Dalla piccola zecca di Carmagnola, oggi in provincia di Torino, durante la reggenza di Margherita di Foix per il figlio Michele Antonio marchese di Saluzzo, nel 1516 uscì una delle monete più belle e particolari del Rinascimento italiano: il tallero da 40 grossi.
Margherita di Foix (al centro dell’affresco) in preghiera in abiti vedovili
Coniato in argento per un peso di circa 37,85 grammi, caratterizzato da un imponente diametro di oltre 45 millimetri, il tallero da 40 soldi riporta sul dritto l’iscrizione X MARGARITA DE FVXO MARCHIONISA SALVC AR T C I5I6 e il busto a sinistra della nobildonna con lungo velo vedovile. Il tutto entro cerchio cordonato.
Al rovescio la legenda DEVS PROTECTOR ET REFVGIVM MEVM J JC con stemma intagliato e partito di Saluzzo e Foix, appeso ad un albero sradicato e sfrondato; in alto tra i rami, uccellino. Il tutto entro cerchio cordonato. Asse a 180°.
Il dritto del rarissimo tallero da 40 soldi con ritratto di Margherita di Foix coniato nel 1516
La moneta, di estrema rarità, è passata all’asta non più di 4-5 volte nell’ultimo mezzo secolo ed è classificata dal CNI al n. 138, da Ravegnani Morosini al n. 14 (R4), dal MIR al n. 137 (R3). E’ altresì riportata nelle opere dell’Armand (II, 123, n. 14), del Pollard (n. 145) e dello Scher (115, n. 34).
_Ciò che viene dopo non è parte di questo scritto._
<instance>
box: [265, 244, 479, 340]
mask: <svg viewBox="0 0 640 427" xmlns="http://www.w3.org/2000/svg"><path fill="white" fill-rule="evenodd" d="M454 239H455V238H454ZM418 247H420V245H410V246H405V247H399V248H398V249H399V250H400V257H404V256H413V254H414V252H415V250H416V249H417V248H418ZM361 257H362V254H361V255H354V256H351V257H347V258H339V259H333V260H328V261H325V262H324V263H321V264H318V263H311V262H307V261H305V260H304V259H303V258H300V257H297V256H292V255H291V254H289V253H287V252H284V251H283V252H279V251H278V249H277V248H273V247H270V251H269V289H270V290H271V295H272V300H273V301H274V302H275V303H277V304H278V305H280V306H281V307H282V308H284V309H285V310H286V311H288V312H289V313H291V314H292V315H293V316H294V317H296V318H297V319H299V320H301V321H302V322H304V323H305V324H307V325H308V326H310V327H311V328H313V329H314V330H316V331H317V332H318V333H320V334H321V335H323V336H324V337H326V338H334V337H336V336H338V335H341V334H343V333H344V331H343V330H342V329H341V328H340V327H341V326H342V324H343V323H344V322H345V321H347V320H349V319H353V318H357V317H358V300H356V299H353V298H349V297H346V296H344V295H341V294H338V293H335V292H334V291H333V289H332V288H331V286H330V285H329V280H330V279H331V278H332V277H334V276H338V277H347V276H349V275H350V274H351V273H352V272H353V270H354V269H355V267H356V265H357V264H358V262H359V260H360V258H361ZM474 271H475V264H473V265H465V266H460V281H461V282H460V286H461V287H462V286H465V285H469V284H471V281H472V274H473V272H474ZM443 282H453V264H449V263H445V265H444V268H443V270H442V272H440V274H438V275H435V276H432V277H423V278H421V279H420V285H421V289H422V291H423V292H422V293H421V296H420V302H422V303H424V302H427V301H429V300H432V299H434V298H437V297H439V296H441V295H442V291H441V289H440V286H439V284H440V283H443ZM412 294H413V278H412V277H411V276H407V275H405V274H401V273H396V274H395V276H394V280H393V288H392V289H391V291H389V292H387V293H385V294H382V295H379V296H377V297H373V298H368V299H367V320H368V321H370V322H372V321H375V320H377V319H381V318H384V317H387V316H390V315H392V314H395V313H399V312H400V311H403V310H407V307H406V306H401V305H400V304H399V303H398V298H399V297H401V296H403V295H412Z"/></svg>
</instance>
Questo tallero, del peso corrispondente a 40 grossi, è anche stato oggetto di studio da parte di diversi esperti di numismatica, ma nonostante ciò, l’interpretazione della sigle J JC alla fine della legenda del rovescio è ancora dibattuta.
Il rovescio della moneta è un autentico capolavoro di araldica e simbolismo
Tre sono le interpretazioni più accreditate: l’Hill vi legge una errata trascrizione di ETC. Armand e Forrer vi riconoscono invece le sigle dell’incisore tedesco Giovanni Clot (Januae Johannes Clot) operante a Genova nella metà del XVI secolo.
Infine, vi è l’ipotesi del Ravagnani Morosini, a nostro giudizio la più plausibile, che vi identifica le sigle dei fratelli Da Clivate, appaltatori della zecca di Carmagnola dal 19 gennaio 1515. Il conio, non firmato, dovrebbe essere opera di Benedetto da Brioso, amico dei da Clivate, a cui tra l’altro furono affidati i lavori della chiesa di San Giovanni.
Margherita di Foix, seconda moglie di Lodovico II Marchese di Saluzzo, fu donna raffinata e colta e al tempo stesso dal carattere deciso. Nel 1504, alla morte del marito, assunse la reggenza per il figlio Michele Antonio e di fatto governò il marchesato per 24 anni fino alla di lui morte, avvenuta nel 1528.
Il castello di Carmagnola come appare oggi
Fu sempre Margherita di Foix ad imporre la successione del terzogenito Francesco, più mansueto del fratello maggiore Giovanni Ludovico. L’albero secco e sradicato raffigurato al rovescio rappresenta la morte di Ludovico di Saluzzo, mentre lo stemma con le armi di Saluzzo e Foix appeso ai rami, indica la volontà da parte della vedova e del figlio di continuare l’opera di Ludovico e la dinastia. Ciò che Margherita, effettivamente, con caparbietà e forza non comuni per una donna del suo tempo, riuscì a fare.
Per quanto concerne la presenza dell’uccellino rimandiamo al Dizionario ragionato dei simboli di Giovanni Cairo, (Milano 1922), dove il volatile viene identificato con lo sforzo di salvare l’anima amata dal naufragio della morte. Tale interpretazione è suffragata dalla legenda del rovescio. Ravegnani Morosini, nella sua opera, ventila l’ipotesi che possa trattarsi di una medaglia, ma il peso, corrispondente esattamente a 40 grossi, ci fa ritenere che invece si tratti di una effettiva moneta, per quanto di limitata produzione o, forse, di ostentazione.